Avviso pubblico per l’individuazione di soggetti pubblici o privati interessati a svolgere il servizio di car sharing alle condizioni indicate dal comune di milano, a cui associare il logo del comune di milano, per la durata di sette anni

Scheda pubblica di un bando scaduto. Il termine indicato era il . La pagina resta disponibile per consultazione.

BP
Ente
Comune di Milano
Territorio
Milano
Scadenza

DESCRIZIONE PUBBLICA

Descrizione completa del bando

L’avviso pubblico del Comune di Milano è finalizzato a individuare soggetti pubblici o privati interessati a svolgere il servizio di car sharing a flusso libero, anche detto free floating, sul territorio comunale e nell’area metropolitana, con possibilità di associare al servizio il logo del Comune di Milano. L’iniziativa si inserisce nell’ambito delle linee di indirizzo approvate con deliberazione di Giunta Comunale n. 1854 del 31/10/2019 e dello schema di avviso approvato con determinazione dirigenziale n. 7080 del 02/12/2019. Possono partecipare soggetti organizzati in forma di impresa individuale o societaria, ATI o consortile, purché iscritti al registro delle imprese, in possesso dei requisiti morali e privi di cause di divieto, decadenza o sospensione, nonché di contenziosi con l’Amministrazione. L’avviso disciplina standard minimi di servizio, requisiti della flotta, obblighi economici e modalità di presentazione della manifestazione di interesse. La durata autorizzabile del servizio è compresa tra un minimo di 24 mesi e un massimo di 7 anni; l’avvio deve avvenire entro 90 giorni dalla data indicata nella manifestazione d’interesse. La flotta minima è pari a 400 veicoli per operatore, da immettere integralmente entro 5 giorni lavorativi dall’avvio, mentre l’eventuale flotta eccedente deve essere completata entro 120 giorni. Fino al 31/12/2023 sono ammessi veicoli elettrici plug-in o range-extended, ibridi, a metano, a GPL o a benzina con lo standard di inquinamento più performante; dal 1/1/2024 sono ammessi esclusivamente veicoli elettrici plug-in o range-extended. Il servizio deve essere garantito 24 ore su 24, con copertura della rete stradale del centro abitato di Milano e delle Aree della Mobilità, oltre che dei Comuni di prima cintura che rendano disponibili stalli riservati.
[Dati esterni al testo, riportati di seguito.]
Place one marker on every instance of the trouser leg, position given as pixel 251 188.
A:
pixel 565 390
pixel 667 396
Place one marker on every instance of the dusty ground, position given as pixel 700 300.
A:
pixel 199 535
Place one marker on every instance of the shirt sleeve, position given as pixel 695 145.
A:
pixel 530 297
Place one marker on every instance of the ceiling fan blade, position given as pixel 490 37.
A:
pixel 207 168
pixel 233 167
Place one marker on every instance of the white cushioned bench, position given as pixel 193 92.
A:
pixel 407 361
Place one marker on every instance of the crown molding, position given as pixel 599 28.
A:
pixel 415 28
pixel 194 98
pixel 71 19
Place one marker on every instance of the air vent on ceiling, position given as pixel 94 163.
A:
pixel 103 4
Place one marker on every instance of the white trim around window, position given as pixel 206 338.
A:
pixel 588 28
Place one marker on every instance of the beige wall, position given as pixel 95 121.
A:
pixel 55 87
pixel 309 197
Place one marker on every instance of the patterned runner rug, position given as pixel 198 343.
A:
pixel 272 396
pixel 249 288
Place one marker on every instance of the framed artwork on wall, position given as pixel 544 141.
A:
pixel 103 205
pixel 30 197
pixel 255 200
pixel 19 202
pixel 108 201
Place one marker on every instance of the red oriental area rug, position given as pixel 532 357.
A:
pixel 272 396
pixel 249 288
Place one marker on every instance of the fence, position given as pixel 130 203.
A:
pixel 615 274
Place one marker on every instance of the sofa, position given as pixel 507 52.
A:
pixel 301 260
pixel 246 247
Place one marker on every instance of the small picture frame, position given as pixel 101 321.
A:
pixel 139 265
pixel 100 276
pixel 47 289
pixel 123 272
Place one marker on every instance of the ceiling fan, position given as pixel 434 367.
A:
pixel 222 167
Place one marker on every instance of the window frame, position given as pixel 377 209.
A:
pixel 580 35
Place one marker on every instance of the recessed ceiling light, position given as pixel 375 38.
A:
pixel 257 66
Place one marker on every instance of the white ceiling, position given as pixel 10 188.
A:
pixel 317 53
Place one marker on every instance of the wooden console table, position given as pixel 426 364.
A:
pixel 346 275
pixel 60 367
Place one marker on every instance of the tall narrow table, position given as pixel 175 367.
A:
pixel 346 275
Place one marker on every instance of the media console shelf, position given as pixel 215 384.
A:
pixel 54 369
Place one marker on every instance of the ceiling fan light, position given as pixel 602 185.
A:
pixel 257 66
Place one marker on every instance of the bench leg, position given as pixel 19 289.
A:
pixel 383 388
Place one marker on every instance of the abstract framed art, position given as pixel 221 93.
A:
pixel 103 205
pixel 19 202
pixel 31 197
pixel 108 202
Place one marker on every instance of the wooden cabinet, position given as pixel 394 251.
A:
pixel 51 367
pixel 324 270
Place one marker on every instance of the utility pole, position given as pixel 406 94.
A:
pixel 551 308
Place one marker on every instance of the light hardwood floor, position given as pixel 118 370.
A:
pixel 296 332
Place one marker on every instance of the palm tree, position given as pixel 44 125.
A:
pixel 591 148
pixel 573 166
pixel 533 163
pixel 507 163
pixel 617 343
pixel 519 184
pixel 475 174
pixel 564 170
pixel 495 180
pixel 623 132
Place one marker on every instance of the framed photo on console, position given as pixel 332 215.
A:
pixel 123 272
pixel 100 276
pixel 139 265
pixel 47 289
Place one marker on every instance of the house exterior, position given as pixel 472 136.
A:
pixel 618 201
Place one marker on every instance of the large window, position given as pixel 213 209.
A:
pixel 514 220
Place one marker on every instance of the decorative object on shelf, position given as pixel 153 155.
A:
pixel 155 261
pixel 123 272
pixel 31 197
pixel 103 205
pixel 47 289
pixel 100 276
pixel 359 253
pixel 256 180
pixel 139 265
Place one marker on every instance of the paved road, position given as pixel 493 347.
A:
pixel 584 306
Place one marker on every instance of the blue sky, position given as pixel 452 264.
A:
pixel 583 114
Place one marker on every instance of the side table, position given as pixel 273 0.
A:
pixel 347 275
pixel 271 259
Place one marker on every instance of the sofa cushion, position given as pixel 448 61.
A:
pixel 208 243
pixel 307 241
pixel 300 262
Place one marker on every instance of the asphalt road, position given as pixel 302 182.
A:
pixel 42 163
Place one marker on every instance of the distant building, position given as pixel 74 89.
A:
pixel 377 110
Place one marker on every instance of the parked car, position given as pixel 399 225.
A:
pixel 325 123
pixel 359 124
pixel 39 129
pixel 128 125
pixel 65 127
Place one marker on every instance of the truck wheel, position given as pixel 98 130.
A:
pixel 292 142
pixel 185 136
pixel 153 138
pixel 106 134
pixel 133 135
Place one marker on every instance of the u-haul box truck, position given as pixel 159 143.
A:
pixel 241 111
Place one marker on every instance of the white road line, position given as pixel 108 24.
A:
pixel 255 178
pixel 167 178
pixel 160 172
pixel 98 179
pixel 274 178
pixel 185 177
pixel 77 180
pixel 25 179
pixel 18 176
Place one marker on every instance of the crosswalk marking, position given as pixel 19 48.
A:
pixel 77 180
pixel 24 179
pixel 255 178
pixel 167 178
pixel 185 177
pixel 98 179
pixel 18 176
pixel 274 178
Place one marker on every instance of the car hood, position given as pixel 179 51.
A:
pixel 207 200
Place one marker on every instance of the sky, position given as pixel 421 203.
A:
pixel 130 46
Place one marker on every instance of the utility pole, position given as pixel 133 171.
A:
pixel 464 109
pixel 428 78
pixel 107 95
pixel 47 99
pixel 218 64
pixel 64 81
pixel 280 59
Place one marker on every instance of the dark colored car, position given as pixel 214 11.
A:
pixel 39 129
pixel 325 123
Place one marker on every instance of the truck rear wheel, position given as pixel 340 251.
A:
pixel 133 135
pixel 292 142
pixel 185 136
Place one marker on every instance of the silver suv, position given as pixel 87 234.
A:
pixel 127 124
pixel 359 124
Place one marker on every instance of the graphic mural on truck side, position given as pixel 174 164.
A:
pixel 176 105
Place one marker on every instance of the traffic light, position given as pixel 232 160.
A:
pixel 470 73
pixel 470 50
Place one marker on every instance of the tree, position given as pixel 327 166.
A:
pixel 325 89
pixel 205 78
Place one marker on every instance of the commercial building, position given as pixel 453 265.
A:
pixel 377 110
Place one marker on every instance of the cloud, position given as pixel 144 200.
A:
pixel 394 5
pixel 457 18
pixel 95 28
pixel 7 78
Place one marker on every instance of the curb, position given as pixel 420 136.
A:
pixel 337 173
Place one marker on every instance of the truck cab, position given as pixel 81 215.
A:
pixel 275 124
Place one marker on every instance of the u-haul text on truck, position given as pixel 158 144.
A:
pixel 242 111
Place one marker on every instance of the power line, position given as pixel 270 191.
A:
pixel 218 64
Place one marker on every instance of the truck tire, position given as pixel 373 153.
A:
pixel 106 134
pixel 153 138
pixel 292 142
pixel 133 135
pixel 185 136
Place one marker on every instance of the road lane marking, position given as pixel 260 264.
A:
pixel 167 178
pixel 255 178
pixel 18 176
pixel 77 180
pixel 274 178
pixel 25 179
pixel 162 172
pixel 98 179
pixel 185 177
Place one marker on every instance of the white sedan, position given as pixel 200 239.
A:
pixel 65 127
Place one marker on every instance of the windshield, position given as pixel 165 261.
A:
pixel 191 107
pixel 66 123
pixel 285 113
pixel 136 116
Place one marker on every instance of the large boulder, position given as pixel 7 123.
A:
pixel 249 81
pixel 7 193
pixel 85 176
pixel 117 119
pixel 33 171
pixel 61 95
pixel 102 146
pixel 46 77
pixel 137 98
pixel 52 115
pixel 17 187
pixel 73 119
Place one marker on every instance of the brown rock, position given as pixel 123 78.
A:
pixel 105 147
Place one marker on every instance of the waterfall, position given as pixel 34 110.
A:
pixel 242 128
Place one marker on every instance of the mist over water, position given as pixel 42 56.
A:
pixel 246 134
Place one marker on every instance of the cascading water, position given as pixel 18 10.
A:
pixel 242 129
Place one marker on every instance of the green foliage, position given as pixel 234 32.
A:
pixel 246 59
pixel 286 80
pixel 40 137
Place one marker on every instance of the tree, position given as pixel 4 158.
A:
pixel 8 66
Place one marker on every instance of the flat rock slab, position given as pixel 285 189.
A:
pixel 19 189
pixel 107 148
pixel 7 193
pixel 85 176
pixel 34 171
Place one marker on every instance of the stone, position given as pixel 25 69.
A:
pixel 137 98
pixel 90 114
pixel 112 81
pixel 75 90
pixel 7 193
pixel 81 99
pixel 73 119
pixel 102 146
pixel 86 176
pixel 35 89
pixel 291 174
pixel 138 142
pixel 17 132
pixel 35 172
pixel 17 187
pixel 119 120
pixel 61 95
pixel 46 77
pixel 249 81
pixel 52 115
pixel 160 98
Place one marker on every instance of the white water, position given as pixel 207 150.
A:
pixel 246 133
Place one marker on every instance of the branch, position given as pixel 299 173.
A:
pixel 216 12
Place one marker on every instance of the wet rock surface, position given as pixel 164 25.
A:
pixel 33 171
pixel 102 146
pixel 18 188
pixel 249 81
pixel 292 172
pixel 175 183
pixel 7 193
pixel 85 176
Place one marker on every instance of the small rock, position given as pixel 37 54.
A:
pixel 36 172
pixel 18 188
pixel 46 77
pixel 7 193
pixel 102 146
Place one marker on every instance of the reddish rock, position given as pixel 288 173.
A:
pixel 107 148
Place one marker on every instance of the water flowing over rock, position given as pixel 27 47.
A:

Sono previsti canoni mensili per veicolo, un deposito cauzionale per ciascun veicolo, agevolazioni sul canone in funzione della quota elettrica e dell’estensione territoriale, oltre a obblighi di customer satisfaction, interoperabilità e trasmissione dati tramite web service. La domanda deve essere presentata in italiano, via protocollo o PEC, con allegati regolamento di gestione, carta del servizio e contratto tipo. La procedura prevede la valutazione da parte di una Commissione Tecnica che si riunisce entro il 15 di ogni mese per le istanze pervenute entro il mese precedente.